With the smallest, we still get a 2x speedup - even though the data
fits easily into memory, so that CPU usage is always high. This seems
to imply that we are benefiting from another source of efficiency in
addition to the page cache, and that the 5x speedup was actually due
in equal parts to page cache and something else - perhaps the better
tree balancing?

In any case, I tend to prefer the Btree format because it allows
faster batch operations. Even if the final database is accessed at
random, I use batch operations for development, testing, and
maintenance. Life is easier if I can find a way to speed these up.

云朵有点甜 2024-10-08 14:33:41

引用 Berkeley DB 的两位主要作者在 this 中写的架构:

Btree 和 Hash 访问方法的主要区别在于
Btree 提供键的引用局部性,而 Hash 则不提供。这
意味着 Btree 是几乎所有数据的正确访问方法
套;然而,哈希访问方法适用于数据集,因此
大到连 Btree 索引结构都无法装入内存。在
在这一点上,将内存用于数据比用于索引更好
结构。这种权衡在 1990 年变得更有意义,当时主要
内存通常比现在小得多。

因此,也许在嵌入式设备和特殊用例中,哈希表可能会起作用。 BTree 用于现代文件系统,如 Btrfs,它几乎是构建的理想数据结构数据库或文件系统。
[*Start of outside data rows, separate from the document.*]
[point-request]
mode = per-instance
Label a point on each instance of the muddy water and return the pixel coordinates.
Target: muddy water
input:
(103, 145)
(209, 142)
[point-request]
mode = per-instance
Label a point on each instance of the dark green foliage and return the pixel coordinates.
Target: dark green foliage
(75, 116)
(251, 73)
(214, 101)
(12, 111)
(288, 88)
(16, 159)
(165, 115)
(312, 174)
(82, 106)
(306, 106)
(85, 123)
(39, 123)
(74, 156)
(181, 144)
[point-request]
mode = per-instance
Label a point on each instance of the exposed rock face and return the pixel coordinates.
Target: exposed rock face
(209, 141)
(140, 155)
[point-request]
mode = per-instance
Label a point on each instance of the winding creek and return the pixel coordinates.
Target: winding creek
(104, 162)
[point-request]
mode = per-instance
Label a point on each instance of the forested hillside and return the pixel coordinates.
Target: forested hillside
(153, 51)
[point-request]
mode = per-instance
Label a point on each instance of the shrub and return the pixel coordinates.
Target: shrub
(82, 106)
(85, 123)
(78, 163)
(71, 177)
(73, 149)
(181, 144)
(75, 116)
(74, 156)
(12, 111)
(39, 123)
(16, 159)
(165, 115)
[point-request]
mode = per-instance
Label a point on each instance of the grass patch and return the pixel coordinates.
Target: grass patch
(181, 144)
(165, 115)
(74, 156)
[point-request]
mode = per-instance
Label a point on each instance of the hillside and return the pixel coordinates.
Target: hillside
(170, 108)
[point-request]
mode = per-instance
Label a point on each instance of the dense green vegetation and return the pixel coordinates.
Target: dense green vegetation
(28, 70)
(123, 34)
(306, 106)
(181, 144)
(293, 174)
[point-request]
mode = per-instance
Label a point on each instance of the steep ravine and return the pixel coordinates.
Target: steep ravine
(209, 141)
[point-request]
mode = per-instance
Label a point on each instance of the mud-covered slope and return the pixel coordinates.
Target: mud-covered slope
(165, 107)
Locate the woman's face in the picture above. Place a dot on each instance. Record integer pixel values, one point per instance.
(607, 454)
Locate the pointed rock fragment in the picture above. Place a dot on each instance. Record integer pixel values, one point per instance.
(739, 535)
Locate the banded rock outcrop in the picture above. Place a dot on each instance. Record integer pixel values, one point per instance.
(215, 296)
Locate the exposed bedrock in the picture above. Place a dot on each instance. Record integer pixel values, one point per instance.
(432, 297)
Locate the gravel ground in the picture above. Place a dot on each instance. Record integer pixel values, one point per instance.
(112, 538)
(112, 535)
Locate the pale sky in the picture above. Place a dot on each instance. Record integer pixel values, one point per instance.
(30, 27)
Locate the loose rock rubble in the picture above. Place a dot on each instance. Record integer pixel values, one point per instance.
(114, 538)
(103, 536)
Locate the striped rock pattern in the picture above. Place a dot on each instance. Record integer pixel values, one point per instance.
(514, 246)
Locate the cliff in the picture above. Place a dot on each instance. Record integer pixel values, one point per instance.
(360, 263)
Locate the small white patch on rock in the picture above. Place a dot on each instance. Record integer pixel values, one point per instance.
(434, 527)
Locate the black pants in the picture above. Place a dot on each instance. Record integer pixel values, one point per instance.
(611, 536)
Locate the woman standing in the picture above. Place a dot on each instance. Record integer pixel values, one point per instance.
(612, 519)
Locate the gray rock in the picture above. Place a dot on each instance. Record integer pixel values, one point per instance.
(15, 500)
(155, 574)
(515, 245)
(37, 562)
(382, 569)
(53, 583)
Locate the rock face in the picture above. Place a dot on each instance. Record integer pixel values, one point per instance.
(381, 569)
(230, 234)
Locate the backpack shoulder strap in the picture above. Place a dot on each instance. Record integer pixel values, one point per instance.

To quote the two main authors of Berkeley DB in this write up of the architecture:

The main difference between Btree and Hash access methods is that
Btree offers locality of reference for keys, while Hash does not. This
implies that Btree is the right access method for almost all data
sets; however, the Hash access method is appropriate for data sets so
large that not even the Btree indexing structures fit into memory. At
that point, it's better to use the memory for data than for indexing
structures. This trade-off made a lot more sense in 1990 when main
memory was typically much smaller than today.

So perhaps in embedded devices and specialized use cases a hash table may work. BTree is used in modern filesystems like Btrfs and it is pretty much the idea data structure for building either databases or filesystems.